Core Banking Solution (CBS)
A Core Banking Solution (CBS) is a centralised, networked software platform that enables a bank to process and record all transactions in real time across all its branches, allowing customers to access their accounts and conduct banking operations from any branch or digital channel.
Before the advent of CBS, Indian banks operated on a branch-centric model where accounts were maintained locally at the branch where they were opened. A customer of Punjab National Bank's Connaught Place branch in Delhi, for example, had to conduct most transactions at that specific branch. Transferring money to another bank or withdrawing cash at a different branch required manual processes, paper-based authorisations, and significant delays.
The Reserve Bank of India mandated CBS implementation across all scheduled commercial banks as a condition for meeting minimum technology standards. Public sector banks completed CBS migration largely between 2005 and 2012, with the initiative driven by the Committee on Financial Sector Technology and Regulation chaired by RBI Deputy Governor S.S. Tarapore. The process involved enormous logistical challenges — migrating decades of paper-based account records, training tens of thousands of branch staff, and replacing multiple legacy systems with a unified platform.
The leading CBS vendors in India included Infosys's Finacle, Tata Consultancy Services' BaNCS, Oracle FLEXCUBE, and Temenos. Different banks chose different platforms, and the banking sector became a significant revenue driver for India's IT services industry through large-scale CBS implementation and maintenance contracts.
The benefits of CBS were transformational. Any-branch banking became a reality — a customer could deposit cash at a branch in Kolkata and their Hyderabad-based account would reflect the credit instantly. Real-time gross settlement (RTGS) and National Electronic Funds Transfer (NEFT) were built on CBS infrastructure. The subsequent launches of IMPS, UPI, and digital wallets all relied on CBS as the backbone that processed and validated transactions at the bank end.

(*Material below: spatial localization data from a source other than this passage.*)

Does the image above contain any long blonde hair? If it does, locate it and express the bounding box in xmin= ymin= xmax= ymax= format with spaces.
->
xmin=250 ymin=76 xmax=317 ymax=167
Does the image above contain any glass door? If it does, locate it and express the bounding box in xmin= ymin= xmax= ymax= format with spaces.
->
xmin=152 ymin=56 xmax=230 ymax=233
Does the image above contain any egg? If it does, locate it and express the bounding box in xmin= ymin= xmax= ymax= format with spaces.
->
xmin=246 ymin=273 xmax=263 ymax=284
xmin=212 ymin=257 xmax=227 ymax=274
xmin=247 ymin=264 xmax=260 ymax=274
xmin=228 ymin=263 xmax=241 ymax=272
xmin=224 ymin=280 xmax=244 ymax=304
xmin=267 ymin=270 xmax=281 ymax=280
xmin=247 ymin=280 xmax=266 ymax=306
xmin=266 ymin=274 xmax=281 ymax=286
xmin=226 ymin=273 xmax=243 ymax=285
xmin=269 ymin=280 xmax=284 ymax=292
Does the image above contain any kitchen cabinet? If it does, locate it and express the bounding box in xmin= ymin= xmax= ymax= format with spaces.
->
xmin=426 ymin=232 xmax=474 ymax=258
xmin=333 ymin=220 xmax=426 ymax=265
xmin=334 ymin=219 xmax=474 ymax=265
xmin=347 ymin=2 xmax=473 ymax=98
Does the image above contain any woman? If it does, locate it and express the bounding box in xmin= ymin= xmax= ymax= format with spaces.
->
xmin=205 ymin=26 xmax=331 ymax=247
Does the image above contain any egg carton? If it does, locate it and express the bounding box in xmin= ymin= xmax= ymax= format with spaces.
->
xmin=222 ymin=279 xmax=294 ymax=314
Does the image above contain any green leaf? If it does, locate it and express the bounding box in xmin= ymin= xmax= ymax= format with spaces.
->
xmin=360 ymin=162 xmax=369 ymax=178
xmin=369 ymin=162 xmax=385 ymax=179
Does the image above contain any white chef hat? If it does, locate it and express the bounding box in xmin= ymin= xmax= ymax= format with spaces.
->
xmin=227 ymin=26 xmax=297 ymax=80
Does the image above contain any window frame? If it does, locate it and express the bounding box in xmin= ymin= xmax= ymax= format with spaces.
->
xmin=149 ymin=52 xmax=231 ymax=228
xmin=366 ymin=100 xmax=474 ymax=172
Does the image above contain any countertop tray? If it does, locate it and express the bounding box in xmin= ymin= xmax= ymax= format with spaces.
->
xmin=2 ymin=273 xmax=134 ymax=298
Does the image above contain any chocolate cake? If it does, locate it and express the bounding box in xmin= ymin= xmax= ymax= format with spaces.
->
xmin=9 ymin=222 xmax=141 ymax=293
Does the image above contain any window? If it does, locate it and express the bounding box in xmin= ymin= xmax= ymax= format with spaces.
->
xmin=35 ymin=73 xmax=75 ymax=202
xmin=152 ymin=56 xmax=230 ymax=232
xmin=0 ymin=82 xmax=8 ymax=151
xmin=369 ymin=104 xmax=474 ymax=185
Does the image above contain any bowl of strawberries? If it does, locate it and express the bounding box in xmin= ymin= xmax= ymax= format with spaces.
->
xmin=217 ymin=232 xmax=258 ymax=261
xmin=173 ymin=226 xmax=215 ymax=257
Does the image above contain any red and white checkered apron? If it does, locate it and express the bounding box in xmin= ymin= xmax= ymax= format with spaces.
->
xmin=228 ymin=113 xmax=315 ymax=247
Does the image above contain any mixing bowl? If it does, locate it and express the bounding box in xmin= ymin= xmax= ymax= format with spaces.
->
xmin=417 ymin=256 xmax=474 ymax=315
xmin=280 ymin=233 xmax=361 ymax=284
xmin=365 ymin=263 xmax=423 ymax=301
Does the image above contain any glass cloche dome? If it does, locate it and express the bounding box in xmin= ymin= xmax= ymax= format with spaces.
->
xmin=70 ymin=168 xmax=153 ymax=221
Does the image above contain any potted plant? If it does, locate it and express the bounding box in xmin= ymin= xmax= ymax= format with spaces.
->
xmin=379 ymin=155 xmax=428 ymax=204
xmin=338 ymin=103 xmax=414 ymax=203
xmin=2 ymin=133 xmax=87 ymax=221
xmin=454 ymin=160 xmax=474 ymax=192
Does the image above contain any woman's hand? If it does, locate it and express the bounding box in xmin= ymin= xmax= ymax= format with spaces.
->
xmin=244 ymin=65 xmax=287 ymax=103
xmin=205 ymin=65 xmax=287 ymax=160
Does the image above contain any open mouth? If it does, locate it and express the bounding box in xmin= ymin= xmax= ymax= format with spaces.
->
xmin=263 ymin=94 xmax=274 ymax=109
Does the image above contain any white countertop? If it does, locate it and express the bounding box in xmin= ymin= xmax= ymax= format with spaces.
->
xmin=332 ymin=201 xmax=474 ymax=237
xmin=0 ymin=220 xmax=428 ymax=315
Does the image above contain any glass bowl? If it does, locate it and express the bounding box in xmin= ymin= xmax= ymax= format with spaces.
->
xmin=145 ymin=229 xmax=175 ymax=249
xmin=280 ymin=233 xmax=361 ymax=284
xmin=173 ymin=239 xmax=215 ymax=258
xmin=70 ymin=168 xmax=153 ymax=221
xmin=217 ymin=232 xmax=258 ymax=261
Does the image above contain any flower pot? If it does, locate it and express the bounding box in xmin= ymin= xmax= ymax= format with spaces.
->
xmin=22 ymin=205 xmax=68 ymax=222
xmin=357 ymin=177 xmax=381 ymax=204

For cooperative banks and small regional rural banks (RRBs), the CBS transition was more protracted. The RBI and NABARD provided financial assistance and set regulatory deadlines to ensure these smaller institutions also migrated to CBS, enabling their integration into national payment infrastructure. Today, CBS-based banking is considered the minimum acceptable standard, and innovations such as open banking and account aggregation are being built on top of it.